The CIA are not above associating with the worst of the human dregs we call the Mafia, either; Colonel Fletcher Prouty, who retired from US army intelligence in 1964, publicly stated that it was CIA and military intelligence procedure to use organized criminals to do “jobs” — that is, assassinations — anyplace it wouldn’t look good for US personnel to get directly involved.
What place would it look worse than Dallas?
And yes, there were plenty of mafiosi who were only too happy to get in on the action where JFK’s assassination was concerned. Bobby Kennedy, as US Attorney General, had made it his mission to break up the mob, just as his older brother had sworn to do with the CIA. Carlos Marcello and Santos Trafficante were two who stood directly to gain from a high-level assassination. They ran sleazy nightclubs, strip joints, bawdyhouses and gambling casinos; when Fidel Castro shut their establishments down and kicked them out of Cuba, they landed in Miami with bugs in their ears. And they made sure that all of New Orleans caught their fleas, too; there’s hardly an establishment there, to this day, that isn’t grubby with the grease of Cuban mafia hands. Their tentacles stretched all the way out to Texas…and specifically Dallas. Jack Ruby, a former Chicago mobster and errand boy for Al Capone, was one of their low-level members. And all of them, to a man, hated the Brothers Castro for cleaning up Cuba, and the Brothers Kennedy, too…for trying to clean up Washington. And Miami. And New Orleans. And…you name it.

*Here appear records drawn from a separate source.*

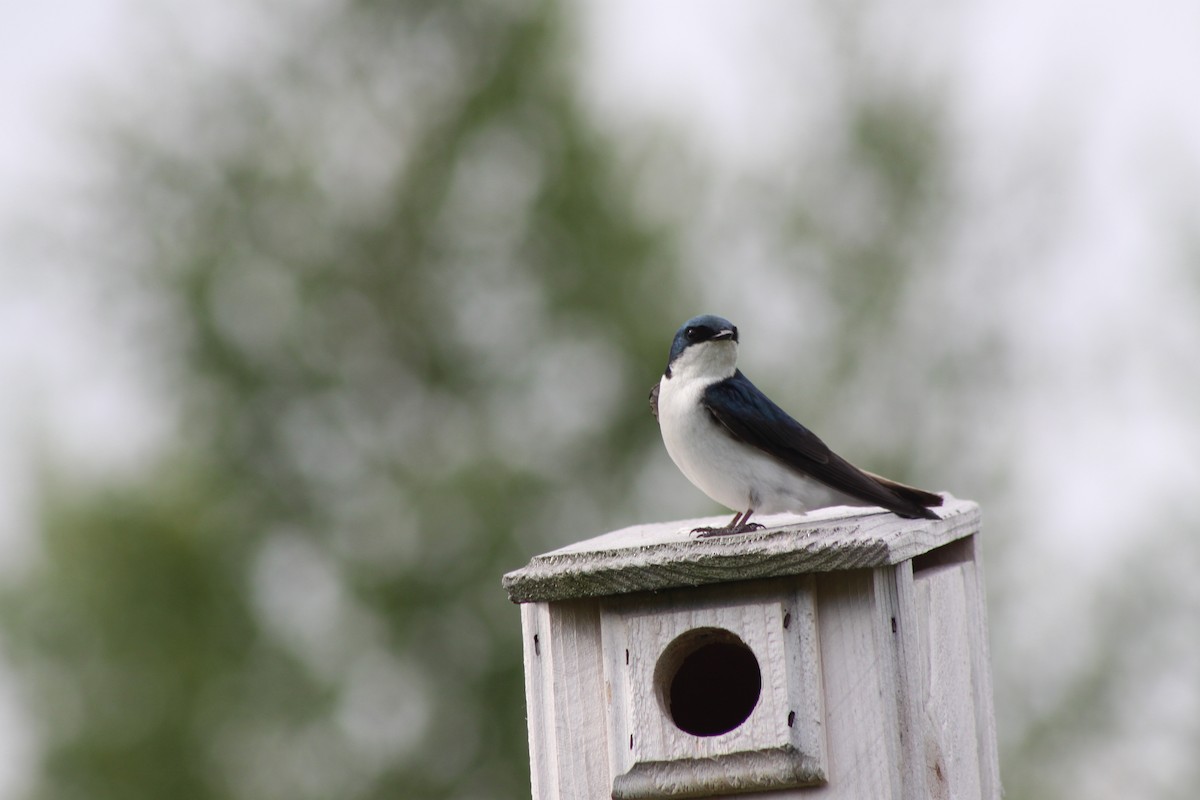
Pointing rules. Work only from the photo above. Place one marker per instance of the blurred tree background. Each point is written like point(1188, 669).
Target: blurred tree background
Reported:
point(408, 296)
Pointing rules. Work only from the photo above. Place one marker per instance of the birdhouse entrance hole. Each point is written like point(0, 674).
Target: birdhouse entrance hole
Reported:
point(708, 681)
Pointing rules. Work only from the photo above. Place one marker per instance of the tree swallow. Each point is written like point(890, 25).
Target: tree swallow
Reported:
point(745, 452)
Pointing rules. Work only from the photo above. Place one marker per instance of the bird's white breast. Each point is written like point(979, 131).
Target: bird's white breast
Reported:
point(727, 470)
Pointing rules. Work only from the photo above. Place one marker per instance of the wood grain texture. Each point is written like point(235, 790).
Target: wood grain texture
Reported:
point(781, 744)
point(665, 555)
point(565, 699)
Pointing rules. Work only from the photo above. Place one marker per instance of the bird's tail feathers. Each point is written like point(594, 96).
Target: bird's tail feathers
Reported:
point(921, 499)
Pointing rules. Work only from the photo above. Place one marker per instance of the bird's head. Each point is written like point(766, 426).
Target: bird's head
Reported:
point(705, 347)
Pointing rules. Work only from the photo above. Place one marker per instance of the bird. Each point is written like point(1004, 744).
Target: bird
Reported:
point(744, 451)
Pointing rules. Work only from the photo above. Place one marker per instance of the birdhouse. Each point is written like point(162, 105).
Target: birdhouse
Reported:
point(843, 654)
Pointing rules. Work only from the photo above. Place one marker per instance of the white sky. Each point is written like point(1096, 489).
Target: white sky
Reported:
point(1117, 82)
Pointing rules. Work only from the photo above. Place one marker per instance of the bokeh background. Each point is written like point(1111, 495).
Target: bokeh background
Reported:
point(317, 317)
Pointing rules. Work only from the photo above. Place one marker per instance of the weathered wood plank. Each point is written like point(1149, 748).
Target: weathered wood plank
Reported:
point(565, 702)
point(666, 555)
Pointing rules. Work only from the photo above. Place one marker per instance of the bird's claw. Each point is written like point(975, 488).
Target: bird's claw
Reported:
point(727, 530)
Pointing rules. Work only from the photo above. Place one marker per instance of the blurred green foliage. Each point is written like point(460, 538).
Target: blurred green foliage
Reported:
point(408, 313)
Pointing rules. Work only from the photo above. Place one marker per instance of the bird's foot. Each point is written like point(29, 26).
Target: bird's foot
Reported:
point(727, 530)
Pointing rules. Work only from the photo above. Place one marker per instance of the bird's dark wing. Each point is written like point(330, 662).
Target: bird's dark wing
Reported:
point(750, 416)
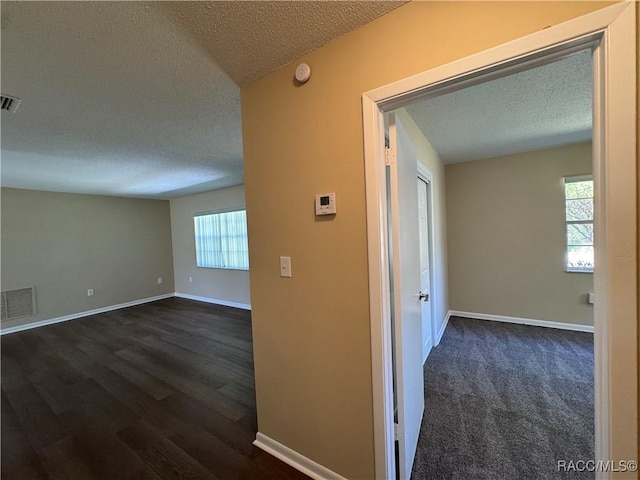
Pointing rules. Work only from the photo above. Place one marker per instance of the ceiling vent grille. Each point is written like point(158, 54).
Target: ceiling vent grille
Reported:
point(17, 303)
point(9, 103)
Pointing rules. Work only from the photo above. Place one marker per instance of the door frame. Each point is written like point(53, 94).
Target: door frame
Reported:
point(611, 33)
point(425, 175)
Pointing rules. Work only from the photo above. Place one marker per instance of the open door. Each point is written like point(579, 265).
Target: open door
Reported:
point(406, 305)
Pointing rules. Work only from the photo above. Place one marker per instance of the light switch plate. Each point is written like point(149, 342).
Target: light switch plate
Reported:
point(285, 267)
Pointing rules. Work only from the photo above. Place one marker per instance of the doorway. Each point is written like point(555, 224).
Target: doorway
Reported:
point(614, 158)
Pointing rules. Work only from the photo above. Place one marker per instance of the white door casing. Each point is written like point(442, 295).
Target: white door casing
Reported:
point(610, 32)
point(425, 268)
point(407, 313)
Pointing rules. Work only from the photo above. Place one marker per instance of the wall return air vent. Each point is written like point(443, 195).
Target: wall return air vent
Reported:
point(9, 103)
point(17, 303)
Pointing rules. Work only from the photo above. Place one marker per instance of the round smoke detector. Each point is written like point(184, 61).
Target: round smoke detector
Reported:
point(303, 72)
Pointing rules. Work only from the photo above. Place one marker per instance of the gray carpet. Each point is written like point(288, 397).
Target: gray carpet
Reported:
point(505, 401)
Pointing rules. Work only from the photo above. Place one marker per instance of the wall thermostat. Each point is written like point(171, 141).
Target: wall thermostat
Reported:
point(326, 204)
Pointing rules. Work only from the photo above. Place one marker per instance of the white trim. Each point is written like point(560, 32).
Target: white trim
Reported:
point(522, 321)
point(295, 459)
point(73, 316)
point(443, 327)
point(225, 303)
point(615, 279)
point(426, 176)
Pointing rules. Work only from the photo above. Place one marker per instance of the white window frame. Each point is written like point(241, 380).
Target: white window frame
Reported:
point(224, 261)
point(567, 267)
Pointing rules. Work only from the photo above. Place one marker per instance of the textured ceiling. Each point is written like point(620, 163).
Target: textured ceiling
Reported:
point(139, 98)
point(539, 108)
point(249, 39)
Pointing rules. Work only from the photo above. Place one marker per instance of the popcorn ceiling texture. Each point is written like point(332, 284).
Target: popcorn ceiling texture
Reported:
point(539, 108)
point(141, 99)
point(250, 39)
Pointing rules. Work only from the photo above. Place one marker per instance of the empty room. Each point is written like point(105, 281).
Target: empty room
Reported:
point(190, 240)
point(509, 389)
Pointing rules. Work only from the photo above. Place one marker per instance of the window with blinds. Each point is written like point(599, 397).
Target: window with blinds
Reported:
point(221, 240)
point(578, 194)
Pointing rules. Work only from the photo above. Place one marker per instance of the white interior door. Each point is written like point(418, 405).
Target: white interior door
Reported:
point(406, 305)
point(425, 268)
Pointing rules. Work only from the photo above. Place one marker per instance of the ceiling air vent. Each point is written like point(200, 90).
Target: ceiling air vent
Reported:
point(9, 103)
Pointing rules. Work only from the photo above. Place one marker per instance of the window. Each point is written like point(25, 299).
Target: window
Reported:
point(578, 194)
point(221, 240)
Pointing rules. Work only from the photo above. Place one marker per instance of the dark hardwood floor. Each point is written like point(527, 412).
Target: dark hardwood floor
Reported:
point(162, 390)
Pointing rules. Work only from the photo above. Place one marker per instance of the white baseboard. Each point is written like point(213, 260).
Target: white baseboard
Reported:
point(522, 321)
point(226, 303)
point(73, 316)
point(295, 459)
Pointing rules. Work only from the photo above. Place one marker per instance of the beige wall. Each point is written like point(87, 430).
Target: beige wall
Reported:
point(311, 331)
point(506, 235)
point(64, 244)
point(230, 286)
point(431, 160)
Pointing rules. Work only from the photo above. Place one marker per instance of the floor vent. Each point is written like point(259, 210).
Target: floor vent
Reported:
point(9, 103)
point(17, 303)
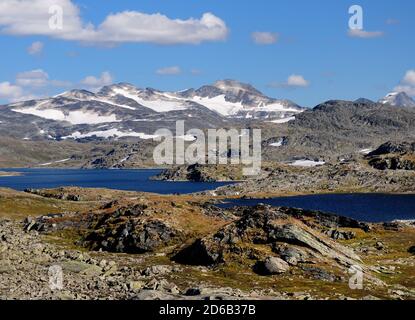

To this day, the CIA and the mob are ongoing problems for the US government. It’s quite ironic, then, that the whole “national security” eyewash is actually protecting them, while leaving ordinary citizens exposed…and the national security of every other nation on Earth in jeopardy. Because the empire, the Military-Industrial-Intelligence-Organized-Crime Complex, did not die along with JFK; it only grew.
Why does the JFK assassination still matter today? Because it is still, in fact, an unsolved crime — the hottest “cold” case in the world. But more than that, because the same pernicious forces that plotted it are still alive and all too well, even if the individual players are almost all dead. Because the deception and the cover-up are still continuing, and the propaganda offensive has not ended; the major media remain complicit in the deception of the people. And because as long as all these things continue, there can be no justice, no truth and no peace…anywhere.